Curr Biol 2016 11 6;26(21):2873-2884. Epub 2016 Oct 6.
Magee-Womens Research Institute, Department of Obstetrics, Gynecology, and Reproductive Sciences, University of Pittsburgh School of Medicine, Pittsburgh, PA 15213, USA. Electronic address:
Crossover (CO) recombination creates a physical connection between homologs that promotes their proper segregation at meiosis I (MI). Failure to realize an obligate CO causes homologs to attach independently to the MI spindle and separate randomly, leading to nondisjunction. However, mechanisms that determine whether homolog pairs have received crossovers remain mysterious. Here we describe a surveillance system in C. elegans that monitors recombination intermediates and couples their formation to meiotic progression. Recombination intermediates are required to activate the system, which then delays further processing if crossover precursors are lacking on even one chromosome.

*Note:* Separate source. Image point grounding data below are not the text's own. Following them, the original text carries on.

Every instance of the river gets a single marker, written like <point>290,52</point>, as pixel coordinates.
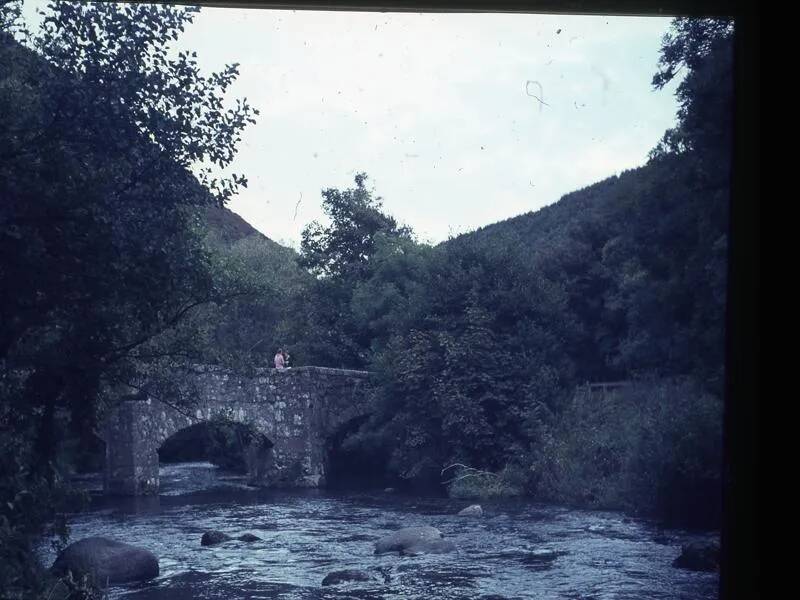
<point>516,550</point>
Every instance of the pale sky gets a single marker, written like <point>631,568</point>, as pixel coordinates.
<point>438,109</point>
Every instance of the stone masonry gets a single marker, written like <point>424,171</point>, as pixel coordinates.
<point>295,409</point>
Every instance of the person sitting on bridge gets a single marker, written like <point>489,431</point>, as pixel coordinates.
<point>280,361</point>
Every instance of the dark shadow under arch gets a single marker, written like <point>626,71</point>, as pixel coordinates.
<point>355,459</point>
<point>229,445</point>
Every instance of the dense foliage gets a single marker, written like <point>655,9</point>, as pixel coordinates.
<point>103,248</point>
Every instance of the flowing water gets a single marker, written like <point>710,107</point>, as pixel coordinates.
<point>516,550</point>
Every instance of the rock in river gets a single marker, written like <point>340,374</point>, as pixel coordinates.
<point>337,577</point>
<point>471,511</point>
<point>210,538</point>
<point>106,561</point>
<point>414,540</point>
<point>698,556</point>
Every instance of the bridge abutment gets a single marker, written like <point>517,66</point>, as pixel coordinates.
<point>295,410</point>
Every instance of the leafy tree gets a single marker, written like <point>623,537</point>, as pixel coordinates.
<point>102,243</point>
<point>341,255</point>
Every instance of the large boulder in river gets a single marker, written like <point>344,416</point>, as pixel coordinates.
<point>106,561</point>
<point>414,540</point>
<point>698,556</point>
<point>471,511</point>
<point>211,538</point>
<point>337,577</point>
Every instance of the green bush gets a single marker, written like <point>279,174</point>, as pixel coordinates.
<point>484,485</point>
<point>653,448</point>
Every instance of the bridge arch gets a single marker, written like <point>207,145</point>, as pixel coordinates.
<point>295,409</point>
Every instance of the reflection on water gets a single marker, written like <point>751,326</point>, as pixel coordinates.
<point>517,550</point>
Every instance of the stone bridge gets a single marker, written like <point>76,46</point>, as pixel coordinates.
<point>296,410</point>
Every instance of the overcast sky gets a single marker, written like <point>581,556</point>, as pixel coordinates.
<point>442,111</point>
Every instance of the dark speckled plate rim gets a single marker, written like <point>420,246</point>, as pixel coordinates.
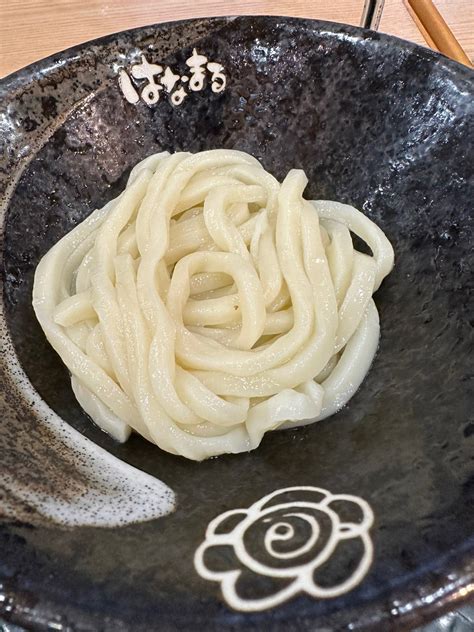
<point>442,589</point>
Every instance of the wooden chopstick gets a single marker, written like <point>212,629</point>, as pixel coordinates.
<point>420,26</point>
<point>434,29</point>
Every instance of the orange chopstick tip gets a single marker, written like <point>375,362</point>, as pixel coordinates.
<point>435,31</point>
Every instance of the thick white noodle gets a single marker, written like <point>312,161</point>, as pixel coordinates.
<point>209,304</point>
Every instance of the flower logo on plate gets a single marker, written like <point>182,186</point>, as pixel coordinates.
<point>295,540</point>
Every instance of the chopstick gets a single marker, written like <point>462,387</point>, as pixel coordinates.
<point>434,29</point>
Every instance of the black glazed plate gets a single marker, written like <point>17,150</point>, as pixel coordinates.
<point>375,122</point>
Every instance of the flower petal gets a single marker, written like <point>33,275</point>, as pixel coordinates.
<point>354,513</point>
<point>303,493</point>
<point>345,568</point>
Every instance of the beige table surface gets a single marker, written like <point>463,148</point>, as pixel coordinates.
<point>32,29</point>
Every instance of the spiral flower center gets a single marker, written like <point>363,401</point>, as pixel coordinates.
<point>284,531</point>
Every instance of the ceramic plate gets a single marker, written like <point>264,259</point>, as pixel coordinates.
<point>375,502</point>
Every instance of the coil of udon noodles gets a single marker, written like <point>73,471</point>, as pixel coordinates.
<point>209,304</point>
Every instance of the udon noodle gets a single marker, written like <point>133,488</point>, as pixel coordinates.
<point>208,304</point>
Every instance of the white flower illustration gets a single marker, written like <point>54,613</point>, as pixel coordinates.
<point>283,545</point>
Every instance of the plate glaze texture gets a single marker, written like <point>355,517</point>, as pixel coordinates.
<point>375,122</point>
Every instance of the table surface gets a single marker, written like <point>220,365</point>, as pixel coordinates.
<point>33,29</point>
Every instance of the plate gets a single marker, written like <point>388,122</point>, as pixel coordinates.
<point>375,122</point>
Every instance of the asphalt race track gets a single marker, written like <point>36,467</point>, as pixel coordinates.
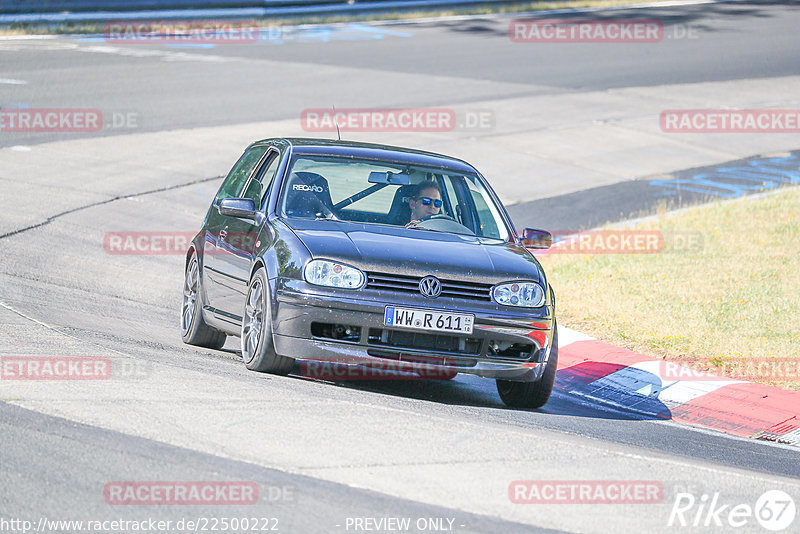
<point>566,121</point>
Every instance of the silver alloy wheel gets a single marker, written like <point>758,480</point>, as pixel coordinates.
<point>189,305</point>
<point>253,320</point>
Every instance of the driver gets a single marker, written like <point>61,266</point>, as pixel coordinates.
<point>425,201</point>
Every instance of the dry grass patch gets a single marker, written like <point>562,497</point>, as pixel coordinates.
<point>736,296</point>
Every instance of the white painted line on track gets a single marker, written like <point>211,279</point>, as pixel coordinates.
<point>260,12</point>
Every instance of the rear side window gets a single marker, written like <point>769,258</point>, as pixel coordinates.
<point>259,184</point>
<point>236,179</point>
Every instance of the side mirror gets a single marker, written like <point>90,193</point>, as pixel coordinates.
<point>533,238</point>
<point>242,208</point>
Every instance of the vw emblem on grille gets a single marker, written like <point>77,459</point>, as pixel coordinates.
<point>430,286</point>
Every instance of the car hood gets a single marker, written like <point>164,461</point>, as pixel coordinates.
<point>377,248</point>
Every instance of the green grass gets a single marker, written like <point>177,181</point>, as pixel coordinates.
<point>736,296</point>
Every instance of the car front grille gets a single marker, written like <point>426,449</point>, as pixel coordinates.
<point>410,284</point>
<point>434,342</point>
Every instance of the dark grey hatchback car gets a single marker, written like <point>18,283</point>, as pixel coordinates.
<point>372,255</point>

The synaptonemal complex, a specialized, proteinaceous structure connecting homologous chromosomes, is stabilized in cis on chromosomes that receive a crossover and is destabilized on those lacking crossovers, a process that is dependent on the function of the polo-like kinase PLK-2. These results reveal a new layer of communication between crossover-committed intermediates and the synaptonemal complex that functions as a cis-acting, obligate, crossover-counting mechanism.